There are many such nitty-gritty details to list and rank. An important exercise for a lot of people is to rank these various features, and in case of a contentious fork - figure out which of those features might be changed.
So for example, if Bitcoin Gold is creating a fork that changes the PoW algorithm and doing private mining for awhile, versus Bitcoin Cash changing the block limit and changing the difficulty adjustment algorithm, we have forks that change the features 10 and 7, vs 12 and 9. Following this ordered list, Bitcoin Cash would be less contentious (which is not to say - not contentious at all) as it alters features lower down the list.
So would Bitcoin be Bitcoin under Script being changed to Simplicity? SegWit2x changing the block size? A fork that changes the PoW? Which part of the fork would be "more Bitcoin" than the other?

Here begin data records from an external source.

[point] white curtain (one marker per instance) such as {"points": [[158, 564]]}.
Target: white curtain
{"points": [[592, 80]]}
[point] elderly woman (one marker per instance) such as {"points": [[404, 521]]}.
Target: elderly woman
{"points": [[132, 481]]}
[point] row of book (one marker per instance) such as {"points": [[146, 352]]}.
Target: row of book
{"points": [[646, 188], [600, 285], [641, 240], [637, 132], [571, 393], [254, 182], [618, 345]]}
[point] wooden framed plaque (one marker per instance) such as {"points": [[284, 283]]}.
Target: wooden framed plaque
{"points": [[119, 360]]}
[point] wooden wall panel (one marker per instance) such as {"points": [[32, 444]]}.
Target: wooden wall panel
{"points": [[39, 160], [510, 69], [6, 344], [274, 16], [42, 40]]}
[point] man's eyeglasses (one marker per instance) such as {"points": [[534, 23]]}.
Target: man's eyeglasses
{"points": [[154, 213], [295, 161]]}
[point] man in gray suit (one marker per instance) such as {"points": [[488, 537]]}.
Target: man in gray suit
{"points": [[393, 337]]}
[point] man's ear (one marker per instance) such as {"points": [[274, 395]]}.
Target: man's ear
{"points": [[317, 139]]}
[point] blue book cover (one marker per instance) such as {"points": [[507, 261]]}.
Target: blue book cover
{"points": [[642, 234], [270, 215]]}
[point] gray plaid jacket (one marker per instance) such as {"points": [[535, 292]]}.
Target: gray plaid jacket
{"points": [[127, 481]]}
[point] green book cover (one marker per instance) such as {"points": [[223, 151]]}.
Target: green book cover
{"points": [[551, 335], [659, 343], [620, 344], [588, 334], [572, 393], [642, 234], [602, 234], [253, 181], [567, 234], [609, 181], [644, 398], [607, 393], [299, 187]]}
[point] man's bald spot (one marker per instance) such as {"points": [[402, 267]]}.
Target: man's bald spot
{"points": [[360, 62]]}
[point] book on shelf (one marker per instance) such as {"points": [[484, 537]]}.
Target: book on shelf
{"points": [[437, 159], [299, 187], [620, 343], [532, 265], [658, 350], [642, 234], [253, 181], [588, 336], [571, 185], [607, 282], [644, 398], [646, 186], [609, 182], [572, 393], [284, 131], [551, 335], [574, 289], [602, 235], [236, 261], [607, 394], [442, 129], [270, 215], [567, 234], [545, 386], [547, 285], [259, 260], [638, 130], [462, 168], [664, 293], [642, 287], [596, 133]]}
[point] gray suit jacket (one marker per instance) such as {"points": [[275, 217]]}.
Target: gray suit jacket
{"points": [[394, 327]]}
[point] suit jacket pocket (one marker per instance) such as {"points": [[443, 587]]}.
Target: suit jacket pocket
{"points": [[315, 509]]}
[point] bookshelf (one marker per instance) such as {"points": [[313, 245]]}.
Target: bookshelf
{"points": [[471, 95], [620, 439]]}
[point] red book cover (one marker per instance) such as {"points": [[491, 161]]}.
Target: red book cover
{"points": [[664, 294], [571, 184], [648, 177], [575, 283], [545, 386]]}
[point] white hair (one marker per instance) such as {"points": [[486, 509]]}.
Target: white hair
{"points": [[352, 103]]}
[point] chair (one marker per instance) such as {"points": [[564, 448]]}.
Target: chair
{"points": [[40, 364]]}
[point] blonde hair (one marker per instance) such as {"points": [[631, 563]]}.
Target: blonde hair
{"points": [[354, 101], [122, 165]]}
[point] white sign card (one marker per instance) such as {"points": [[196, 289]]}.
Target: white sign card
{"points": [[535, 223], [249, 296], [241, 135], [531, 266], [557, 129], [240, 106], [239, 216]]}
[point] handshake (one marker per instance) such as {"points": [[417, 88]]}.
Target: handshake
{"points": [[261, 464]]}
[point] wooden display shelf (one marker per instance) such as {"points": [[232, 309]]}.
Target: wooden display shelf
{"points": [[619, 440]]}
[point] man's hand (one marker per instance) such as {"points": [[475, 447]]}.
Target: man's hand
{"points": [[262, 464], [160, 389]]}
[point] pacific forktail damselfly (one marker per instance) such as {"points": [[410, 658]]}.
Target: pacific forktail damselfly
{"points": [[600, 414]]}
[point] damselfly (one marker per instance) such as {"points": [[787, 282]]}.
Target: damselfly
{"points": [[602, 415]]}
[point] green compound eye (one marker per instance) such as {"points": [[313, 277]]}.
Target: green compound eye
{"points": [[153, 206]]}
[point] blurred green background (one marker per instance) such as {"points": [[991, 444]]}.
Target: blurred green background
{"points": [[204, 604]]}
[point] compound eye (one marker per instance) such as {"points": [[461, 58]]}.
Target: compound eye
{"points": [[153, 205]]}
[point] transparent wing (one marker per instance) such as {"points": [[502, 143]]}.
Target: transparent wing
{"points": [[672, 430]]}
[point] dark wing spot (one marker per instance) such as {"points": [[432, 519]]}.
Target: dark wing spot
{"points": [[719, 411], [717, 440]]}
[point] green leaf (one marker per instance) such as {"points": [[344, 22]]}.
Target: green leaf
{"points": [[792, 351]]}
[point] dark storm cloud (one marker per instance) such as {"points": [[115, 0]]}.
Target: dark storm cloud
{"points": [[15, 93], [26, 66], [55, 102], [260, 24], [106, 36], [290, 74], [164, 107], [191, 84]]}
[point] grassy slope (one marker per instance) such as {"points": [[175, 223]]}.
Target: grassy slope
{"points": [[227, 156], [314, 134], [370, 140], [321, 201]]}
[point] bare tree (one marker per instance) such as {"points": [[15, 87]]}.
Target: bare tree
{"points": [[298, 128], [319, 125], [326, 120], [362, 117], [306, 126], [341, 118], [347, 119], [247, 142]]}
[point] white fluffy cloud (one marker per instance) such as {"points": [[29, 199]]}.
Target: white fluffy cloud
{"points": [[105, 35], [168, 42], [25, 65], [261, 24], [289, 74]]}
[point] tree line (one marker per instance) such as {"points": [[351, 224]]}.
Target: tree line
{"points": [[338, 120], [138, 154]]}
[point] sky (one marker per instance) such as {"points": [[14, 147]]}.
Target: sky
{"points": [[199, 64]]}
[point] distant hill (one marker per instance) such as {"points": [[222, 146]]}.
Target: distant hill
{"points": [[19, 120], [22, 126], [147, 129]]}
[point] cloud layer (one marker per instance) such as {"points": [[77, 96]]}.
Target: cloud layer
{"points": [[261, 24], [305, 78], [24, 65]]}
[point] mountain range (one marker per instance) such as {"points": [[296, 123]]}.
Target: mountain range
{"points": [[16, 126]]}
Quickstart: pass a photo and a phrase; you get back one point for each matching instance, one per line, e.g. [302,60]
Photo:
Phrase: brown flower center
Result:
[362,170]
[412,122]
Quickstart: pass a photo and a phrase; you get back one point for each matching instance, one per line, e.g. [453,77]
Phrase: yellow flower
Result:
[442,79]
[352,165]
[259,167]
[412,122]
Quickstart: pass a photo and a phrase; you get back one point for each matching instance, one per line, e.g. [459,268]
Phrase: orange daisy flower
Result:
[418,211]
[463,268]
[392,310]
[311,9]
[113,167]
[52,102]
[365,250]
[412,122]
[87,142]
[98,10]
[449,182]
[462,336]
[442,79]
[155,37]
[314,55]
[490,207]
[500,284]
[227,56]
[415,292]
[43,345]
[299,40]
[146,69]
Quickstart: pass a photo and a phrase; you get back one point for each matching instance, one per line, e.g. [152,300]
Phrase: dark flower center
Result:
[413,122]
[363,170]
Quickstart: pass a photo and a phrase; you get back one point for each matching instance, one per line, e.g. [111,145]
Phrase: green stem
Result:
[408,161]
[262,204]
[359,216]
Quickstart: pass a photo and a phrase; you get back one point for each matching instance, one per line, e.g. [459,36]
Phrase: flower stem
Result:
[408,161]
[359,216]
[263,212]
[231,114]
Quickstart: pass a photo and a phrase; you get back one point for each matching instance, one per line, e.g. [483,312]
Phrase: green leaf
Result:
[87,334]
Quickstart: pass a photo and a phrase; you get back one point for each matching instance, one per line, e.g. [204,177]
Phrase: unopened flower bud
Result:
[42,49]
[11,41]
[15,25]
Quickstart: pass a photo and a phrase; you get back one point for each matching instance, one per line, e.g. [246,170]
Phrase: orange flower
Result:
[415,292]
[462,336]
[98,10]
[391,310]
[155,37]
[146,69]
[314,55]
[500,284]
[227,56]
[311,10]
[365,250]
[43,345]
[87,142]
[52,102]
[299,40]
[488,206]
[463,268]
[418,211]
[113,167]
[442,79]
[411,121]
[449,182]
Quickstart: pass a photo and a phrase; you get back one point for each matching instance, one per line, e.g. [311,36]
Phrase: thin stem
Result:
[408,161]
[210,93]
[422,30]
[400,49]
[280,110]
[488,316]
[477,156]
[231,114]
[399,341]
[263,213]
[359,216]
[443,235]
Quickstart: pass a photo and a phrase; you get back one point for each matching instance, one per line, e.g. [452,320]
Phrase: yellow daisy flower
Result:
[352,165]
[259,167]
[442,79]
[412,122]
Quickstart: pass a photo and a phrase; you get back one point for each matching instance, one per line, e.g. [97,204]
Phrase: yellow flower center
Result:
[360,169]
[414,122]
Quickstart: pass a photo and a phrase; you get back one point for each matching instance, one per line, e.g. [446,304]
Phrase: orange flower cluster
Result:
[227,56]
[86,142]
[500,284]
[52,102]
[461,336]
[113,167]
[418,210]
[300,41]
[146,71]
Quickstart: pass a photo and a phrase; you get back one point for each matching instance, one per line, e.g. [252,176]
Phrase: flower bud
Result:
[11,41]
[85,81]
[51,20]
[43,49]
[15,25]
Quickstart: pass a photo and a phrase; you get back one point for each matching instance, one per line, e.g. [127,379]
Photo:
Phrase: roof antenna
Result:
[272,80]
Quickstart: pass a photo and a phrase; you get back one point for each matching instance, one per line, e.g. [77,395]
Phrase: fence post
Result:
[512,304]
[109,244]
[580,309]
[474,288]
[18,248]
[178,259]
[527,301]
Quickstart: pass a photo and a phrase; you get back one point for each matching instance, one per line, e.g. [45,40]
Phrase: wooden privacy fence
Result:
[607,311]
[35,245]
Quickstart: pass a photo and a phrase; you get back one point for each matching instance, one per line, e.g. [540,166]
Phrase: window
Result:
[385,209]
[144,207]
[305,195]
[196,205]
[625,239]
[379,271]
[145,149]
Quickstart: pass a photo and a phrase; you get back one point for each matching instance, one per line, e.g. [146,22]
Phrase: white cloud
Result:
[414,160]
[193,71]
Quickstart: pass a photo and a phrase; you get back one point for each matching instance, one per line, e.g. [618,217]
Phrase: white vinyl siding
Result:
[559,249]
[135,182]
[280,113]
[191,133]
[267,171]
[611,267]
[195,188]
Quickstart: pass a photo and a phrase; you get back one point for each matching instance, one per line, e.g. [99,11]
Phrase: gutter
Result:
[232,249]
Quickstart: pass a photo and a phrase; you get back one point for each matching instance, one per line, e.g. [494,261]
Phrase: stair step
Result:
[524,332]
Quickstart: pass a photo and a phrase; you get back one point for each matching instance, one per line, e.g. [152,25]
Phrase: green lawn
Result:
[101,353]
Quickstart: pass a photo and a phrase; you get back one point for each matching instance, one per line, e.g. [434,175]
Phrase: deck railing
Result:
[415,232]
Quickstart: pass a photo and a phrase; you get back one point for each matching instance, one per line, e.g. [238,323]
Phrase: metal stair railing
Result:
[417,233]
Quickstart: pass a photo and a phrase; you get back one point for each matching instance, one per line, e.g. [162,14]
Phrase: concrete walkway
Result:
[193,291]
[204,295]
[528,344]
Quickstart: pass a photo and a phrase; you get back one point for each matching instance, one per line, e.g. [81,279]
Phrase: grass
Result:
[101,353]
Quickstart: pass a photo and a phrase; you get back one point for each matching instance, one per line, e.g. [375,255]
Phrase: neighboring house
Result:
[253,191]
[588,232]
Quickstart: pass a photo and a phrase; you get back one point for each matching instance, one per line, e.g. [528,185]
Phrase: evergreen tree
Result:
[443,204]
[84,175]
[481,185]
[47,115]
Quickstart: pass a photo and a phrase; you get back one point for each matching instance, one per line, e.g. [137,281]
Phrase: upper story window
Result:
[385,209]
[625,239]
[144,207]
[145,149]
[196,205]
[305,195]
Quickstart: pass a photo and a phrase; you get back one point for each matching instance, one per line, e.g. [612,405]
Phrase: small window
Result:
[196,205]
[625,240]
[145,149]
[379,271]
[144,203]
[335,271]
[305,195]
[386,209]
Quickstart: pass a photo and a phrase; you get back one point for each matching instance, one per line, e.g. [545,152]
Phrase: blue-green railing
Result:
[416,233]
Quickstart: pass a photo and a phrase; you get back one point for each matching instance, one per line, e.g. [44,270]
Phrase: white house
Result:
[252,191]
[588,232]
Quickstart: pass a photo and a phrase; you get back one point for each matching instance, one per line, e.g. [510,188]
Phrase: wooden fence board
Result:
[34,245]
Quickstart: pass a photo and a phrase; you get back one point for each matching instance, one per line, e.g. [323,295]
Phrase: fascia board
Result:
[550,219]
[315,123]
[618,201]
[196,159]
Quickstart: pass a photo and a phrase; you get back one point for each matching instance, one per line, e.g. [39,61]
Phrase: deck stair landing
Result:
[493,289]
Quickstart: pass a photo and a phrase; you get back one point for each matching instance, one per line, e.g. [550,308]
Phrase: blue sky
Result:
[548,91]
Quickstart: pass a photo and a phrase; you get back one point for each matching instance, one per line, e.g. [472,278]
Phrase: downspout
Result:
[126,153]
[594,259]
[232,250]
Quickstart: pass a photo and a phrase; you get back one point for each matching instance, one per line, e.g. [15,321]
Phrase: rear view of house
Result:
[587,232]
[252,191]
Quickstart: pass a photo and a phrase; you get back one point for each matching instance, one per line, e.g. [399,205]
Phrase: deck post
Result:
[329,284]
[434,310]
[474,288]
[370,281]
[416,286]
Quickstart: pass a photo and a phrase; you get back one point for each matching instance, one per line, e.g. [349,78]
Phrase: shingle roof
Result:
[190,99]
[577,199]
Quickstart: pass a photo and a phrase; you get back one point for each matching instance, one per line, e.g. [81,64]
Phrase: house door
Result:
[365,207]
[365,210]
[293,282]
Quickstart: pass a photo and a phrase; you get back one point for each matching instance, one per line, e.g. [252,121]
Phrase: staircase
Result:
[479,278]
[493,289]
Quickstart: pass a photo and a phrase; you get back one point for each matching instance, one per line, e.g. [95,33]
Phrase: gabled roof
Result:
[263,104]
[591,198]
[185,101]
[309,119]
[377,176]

Of course, there is more to a fork than just such rules - there is a lot of politics involved, and sometimes a more controversial fork still remains dominant. Ethereum's DAO fork for example meant the "main" chain violated a very important rule - containing only valid transactions, but that side of the chain is still a lot more widely used than the "purer" alternative - Ethereum Classic.
Conclusions
Battling over which side of the fork is "the real Bitcoin" is more than just fighting over a name. It is the battle for market dominance, wide acceptance and legitimacy in the eyes of the laymen. The winner will be the world's best know cryptocurrency, while the loser will be hardly talked about outside of the crypto circles.
Seeing which side of the debate will endure the upcoming forks will definitely be a seminal point in the story of Bitcoin.